Tim shakes his head in exasperation but decides to let it go.

“And Dancey, what does he—”

Erin interrupts me. “Now
he
is all bad.”

I look at the others for a rebuttal of this blunt assessment.

“He thinks he’s God,” Joe says. “He wants to shape the department in his own image. Don’t they all? And wouldn’t you?”

“He keeps dropping these ominous hints about Medieval and Renaissance Studies, and Erin, you said this is about Bob Morgan’s job, but is there more to it?”

I can tell just by the expression on Tim’s face that there is more to it.

“Listen, guys,” I add a little severely, “one of the reasons I applied for this job is the excellence of Ardrossan’s Early Modern Studies program. If Dancey is scheming to pull the plug on the English Lit side of that, where will that leave me?”

“It’s a game of dominoes.” Tim at last seems ready to give me a comprehensible answer. “For twenty years and more, Rich Westley and Bob Morgan were a fixture in this department—Bob with his Medieval English Language and Literature, Rich with his Native American Culture and Dialects. Cultural Studies was big. These days—who cares? The pendulum is swinging back to hard science. The worst-case scenario—from your point of view, Anna—is that the professorship of Medieval English Literature will be re-designated as something like Aesthetics and Cognitive Science, to operate as a docking station for the new Center for—whatsit?”

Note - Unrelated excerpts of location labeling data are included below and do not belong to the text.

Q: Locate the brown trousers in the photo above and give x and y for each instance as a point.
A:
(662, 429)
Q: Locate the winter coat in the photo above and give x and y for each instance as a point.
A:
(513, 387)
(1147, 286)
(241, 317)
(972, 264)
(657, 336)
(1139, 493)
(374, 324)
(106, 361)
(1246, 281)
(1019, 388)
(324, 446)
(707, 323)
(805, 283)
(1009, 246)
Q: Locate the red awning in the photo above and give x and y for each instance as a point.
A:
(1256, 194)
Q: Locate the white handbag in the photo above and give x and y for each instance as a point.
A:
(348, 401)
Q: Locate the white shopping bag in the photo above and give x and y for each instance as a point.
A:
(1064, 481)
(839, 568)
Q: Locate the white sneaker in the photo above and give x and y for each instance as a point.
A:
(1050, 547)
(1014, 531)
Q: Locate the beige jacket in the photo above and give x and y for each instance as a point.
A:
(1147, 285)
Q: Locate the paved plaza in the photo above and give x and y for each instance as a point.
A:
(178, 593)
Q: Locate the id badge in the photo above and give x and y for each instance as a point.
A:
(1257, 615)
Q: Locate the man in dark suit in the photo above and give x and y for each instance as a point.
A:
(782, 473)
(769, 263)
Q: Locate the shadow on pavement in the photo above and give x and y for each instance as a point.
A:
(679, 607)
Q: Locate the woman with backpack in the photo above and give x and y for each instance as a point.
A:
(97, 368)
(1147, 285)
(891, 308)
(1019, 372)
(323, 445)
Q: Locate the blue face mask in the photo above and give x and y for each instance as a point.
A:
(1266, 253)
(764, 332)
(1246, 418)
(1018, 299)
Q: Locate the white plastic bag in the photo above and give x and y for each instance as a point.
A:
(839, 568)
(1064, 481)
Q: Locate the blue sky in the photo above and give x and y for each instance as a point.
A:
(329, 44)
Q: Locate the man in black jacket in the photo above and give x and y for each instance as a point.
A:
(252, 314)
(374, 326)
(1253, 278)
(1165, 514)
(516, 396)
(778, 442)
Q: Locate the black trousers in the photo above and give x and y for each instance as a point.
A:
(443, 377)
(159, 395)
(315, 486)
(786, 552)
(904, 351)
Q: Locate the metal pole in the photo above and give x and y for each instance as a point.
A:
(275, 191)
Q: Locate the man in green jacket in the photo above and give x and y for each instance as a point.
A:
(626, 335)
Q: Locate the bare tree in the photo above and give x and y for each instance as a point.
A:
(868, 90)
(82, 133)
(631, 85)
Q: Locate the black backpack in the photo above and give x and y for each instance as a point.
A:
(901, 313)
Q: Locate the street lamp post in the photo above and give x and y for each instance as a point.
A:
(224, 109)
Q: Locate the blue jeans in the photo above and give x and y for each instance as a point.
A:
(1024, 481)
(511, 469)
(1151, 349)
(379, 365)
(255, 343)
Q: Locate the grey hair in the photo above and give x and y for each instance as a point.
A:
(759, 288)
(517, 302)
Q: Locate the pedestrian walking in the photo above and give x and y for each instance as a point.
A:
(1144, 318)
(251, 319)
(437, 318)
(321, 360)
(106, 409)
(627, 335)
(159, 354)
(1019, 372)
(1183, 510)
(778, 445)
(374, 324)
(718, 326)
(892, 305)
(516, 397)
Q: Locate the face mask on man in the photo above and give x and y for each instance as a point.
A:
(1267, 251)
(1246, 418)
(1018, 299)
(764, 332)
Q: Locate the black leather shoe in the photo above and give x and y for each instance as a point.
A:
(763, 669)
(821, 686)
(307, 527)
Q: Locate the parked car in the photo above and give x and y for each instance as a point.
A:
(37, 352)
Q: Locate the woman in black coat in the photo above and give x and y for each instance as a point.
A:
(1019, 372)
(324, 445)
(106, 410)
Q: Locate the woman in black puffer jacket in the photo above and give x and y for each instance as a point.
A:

“Institute for Cognitive Science, Linguistics and Psychology,” Joe says.

“Hornberger’s baby.” I nod. “Dancey told me about that. He suggested Dolph and I convene a conference there, about Renaissance art and neuroesthetics.”

“He did?”

“Yeah, but I mean…like hell.”

“Don’t be stupid, Anna!” Erin reaches over and grabs my wrist for emphasis. “This was Dancey’s offer to join his camp! With Dancey, it’s very simple. You’re either for him or you’re against him. And you can’t afford to be against him.” She turns to her colleagues. “Don’t you agree that was an offer Anna can’t refuse?”

They agree. Reluctantly, but unanimously.

“I don’t think it was an offer,” I say, drowning. “It felt more like a taunt. And the whole idea behind it is to pull the rug out from under my own discipline!”

“If we want to remain at the cutting edge, we need to reinvent ourselves!”

“Wait, so are you telling me that Dancey and Hornberger will trade in Medieval Literature and the Piedmont Center for Area Studies for a share in this new Institute for Cognitive Science? Is that the deal?”

“Can’t make an omelet without breaking some eggs.” Joe shrugs, and the others avoid my eyes.

“If any of this can still be stopped, it’s by a department chair who will take on Dancey and make sure that Medieval and Renaissance Studies isn’t bled dry.” Erin counts some money onto the table and slips on her jacket. “It would have been in Giles’s own interest to take the chair. See what I mean when I say he doesn’t care?”